ADHD -- youth and adults
• Coleman M, et al. Double-blind crossover in hyperkinetic children (ADHD-like); pyridoxine compared with methylphenidate. Results: Behavioral improvement on pyridoxine in a responsive subgroup, indicating potential benefit in select children. Estimated effect: small-to-moderate in responders. 

• Ghanizadeh A, et al. RCT in children with ADHD on methylphenidate; 1 mg/day folic acid adjunct vs placebo for 8 weeks. Results: Improved aggression and quality-of-life vs control; ADHD symptom change modest. Positive as an adjunct for behavioral/emotional domains. 

• Lam NSK, et al. Systematic review across psychiatric conditions: L-methylfolate shows adjunctive benefits with good tolerability; ADHD evidence base is smaller but includes positive signals. 

Dose-relationships:
• Forms B6 as P-5-P, B9 as L-5-MTHF, B12 as methylcobalamin (bioactive, highly bioavailable forms).
• Doses generally aligned with human trials showing cognitive/mood benefits (e.g., B6 20 mg + folic acid 0.8 mg + B12 0.5 mg/day in MCI) and with long-term safety guidelines.
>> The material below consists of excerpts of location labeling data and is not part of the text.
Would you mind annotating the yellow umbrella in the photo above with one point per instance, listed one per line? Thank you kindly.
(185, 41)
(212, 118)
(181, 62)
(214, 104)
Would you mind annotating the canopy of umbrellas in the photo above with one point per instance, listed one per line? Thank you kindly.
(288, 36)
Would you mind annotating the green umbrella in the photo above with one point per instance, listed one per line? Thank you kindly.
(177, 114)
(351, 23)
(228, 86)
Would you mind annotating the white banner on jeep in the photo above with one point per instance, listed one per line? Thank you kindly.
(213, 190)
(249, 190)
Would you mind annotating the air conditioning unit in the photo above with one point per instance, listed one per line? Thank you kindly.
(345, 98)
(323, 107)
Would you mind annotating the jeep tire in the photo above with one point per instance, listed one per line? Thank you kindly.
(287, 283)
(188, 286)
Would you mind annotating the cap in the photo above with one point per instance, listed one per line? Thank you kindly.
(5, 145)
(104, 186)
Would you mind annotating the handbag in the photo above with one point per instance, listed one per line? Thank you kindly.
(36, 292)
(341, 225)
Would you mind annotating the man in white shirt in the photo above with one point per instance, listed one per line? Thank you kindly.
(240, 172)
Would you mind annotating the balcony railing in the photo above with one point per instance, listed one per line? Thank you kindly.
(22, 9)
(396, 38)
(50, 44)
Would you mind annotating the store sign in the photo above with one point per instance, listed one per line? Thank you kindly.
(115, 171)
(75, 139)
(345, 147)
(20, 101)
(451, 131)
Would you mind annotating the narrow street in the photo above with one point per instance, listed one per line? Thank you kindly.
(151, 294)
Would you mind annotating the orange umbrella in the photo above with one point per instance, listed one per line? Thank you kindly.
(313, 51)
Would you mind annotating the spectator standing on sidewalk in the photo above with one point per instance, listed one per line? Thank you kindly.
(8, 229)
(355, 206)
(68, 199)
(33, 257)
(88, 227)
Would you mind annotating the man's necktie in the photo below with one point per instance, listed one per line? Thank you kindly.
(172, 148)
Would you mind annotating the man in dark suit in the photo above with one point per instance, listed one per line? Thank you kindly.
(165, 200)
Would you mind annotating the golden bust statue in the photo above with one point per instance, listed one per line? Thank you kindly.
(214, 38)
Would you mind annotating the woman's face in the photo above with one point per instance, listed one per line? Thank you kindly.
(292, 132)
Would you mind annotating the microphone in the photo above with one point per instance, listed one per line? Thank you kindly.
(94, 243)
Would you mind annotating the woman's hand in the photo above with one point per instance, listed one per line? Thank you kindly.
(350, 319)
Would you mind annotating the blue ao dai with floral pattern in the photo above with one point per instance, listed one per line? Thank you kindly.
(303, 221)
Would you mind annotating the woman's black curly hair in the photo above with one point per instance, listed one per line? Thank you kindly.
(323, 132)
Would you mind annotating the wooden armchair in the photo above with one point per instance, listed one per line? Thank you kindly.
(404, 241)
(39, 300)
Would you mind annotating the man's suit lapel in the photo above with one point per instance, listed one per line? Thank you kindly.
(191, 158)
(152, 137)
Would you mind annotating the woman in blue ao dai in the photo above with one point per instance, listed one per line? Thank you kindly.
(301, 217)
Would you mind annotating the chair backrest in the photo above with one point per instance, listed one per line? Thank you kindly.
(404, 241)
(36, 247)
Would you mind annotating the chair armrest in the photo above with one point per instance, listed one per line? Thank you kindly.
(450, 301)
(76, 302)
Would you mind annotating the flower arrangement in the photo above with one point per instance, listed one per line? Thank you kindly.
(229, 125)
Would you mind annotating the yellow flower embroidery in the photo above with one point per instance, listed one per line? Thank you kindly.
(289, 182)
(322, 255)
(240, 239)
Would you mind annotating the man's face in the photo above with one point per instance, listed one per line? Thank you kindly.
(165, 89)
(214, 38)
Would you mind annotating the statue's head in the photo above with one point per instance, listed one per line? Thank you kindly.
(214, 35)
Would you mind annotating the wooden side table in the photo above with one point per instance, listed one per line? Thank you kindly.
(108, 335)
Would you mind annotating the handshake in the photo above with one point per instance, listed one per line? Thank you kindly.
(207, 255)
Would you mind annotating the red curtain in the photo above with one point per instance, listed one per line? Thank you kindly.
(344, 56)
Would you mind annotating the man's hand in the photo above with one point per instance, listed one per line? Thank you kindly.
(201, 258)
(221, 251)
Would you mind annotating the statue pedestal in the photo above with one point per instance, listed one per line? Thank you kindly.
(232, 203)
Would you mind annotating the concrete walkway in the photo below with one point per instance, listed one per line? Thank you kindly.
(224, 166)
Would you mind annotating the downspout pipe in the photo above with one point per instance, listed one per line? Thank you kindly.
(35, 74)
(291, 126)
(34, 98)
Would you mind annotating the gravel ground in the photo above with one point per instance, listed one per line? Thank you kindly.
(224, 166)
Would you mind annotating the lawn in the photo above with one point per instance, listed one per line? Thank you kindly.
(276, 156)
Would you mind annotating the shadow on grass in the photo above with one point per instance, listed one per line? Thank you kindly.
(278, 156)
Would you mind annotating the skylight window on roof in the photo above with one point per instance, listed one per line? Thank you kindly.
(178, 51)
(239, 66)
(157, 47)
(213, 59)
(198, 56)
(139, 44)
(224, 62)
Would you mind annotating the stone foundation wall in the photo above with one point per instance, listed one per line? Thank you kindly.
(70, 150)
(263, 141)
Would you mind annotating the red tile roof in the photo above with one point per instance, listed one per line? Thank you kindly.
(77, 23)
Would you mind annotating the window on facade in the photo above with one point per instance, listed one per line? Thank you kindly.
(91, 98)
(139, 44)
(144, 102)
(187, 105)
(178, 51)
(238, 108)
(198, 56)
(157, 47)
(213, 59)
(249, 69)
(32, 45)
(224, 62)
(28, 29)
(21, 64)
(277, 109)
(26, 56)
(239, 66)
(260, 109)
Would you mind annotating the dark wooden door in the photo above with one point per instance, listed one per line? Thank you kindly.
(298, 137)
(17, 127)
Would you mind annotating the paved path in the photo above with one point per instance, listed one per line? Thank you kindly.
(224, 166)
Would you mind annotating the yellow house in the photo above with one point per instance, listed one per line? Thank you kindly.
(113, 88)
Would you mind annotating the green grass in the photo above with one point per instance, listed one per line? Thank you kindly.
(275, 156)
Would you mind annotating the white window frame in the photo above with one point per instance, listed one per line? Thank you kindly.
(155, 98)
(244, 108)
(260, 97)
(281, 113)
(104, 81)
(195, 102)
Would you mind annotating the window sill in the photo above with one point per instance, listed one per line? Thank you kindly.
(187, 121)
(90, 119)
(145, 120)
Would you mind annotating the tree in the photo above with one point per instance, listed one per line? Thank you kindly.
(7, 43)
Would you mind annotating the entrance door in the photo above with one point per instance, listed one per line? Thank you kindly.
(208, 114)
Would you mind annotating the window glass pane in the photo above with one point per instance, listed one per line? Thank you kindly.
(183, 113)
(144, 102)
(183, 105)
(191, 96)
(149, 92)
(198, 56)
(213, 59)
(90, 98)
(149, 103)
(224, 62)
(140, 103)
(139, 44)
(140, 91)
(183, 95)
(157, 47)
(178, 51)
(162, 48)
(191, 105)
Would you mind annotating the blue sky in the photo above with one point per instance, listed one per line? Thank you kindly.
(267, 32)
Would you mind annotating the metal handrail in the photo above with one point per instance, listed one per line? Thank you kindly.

See label for exact amounts. B6 and B12 in Goldmind:Focus are dosed lower than many studies to reduce the small likelihood of adverse effects.

Safety
• B6: Generally well tolerated at typical supplemental intakes; chronic very high intakes can cause sensory neuropathy -- stay well below upper limits.
• Folate (B9): Upper supplemental limit (as folic acid) exists to avoid masking B12 deficiency; using L-5-MTHF avoids unmetabolized folic acid and directly supports methylation.
• B12: Very safe; deficiency is linked to anemia, neuropathy, and cognitive symptoms; ensure adequate status if plant-based or with malabsorption risks. 

References
• Porter K, Hoey L, Hughes CF, Ward M, McNulty H. Causes, Consequences and Public Health Implications of Low B-Vitamin Status in Ageing. Nutrients. 2016;8(11):725.
• Lam NSK, Long XX, Li X, et al. The potential use of folate and its derivatives in treating psychiatric disorders: A systematic review. Biomed Pharmacother. 2022;146:112541. 
• Durga J, van Boxtel MPJ, Schouten EG, et al. Effect of 3-year folic acid supplementation on cognitive function in older adults (FACIT): RCT. Lancet. 2007;369:208–216. 
• Smith AD, Smith SM, de Jager CA, et al. Homocysteine-lowering by B vitamins slows brain atrophy in MCI (VITACOG): RCT. PLoS One. 2010;5:e12244.
• de Jager CA, Oulhaj A, Jacoby R, et al. Cognitive and clinical outcomes of homocysteine-lowering B-vitamin treatment in MCI: RCT. Int J Geriatr Psychiatry. 2012;27:592–600. 
• Douaud G, Refsum H, de Jager CA, et al. Preventing AD-related gray-matter atrophy by B-vitamin treatment. Proc Natl Acad Sci USA. 2013;110:9523–9528. 
• Coleman M, Steinberg G, Tippett JN, et al. Pyridoxine in hyperkinetic children: double-blind crossover vs methylphenidate. Biol Psychiatry. 1979;14:741–751
• Ghanizadeh A, Sayyari Z, Mohammadi MR. Methylphenidate + folic acid vs methylphenidate: RCT in pediatric ADHD—QoL and aggression outcomes. Iran J Psychiatry. 2013;8(3):108–112. 
• Kennedy DO. B Vitamins and the Brain: Mechanisms, Dose and Efficacy—A Review. Nutrients. 2016;8(2):68. 
• Linus Pauling Institute (OSU). Vitamin B6; Vitamin B12—neurotransmitter and methylation roles (reference pages). 

Regulatory note: Research indicates these B vitamins support cognitive processes via neurotransmission, methylation, and structural brain health, especially when correcting insufficiency/high homocysteine. Individual responses vary; not intended to diagnose, treat, cure, or prevent disease.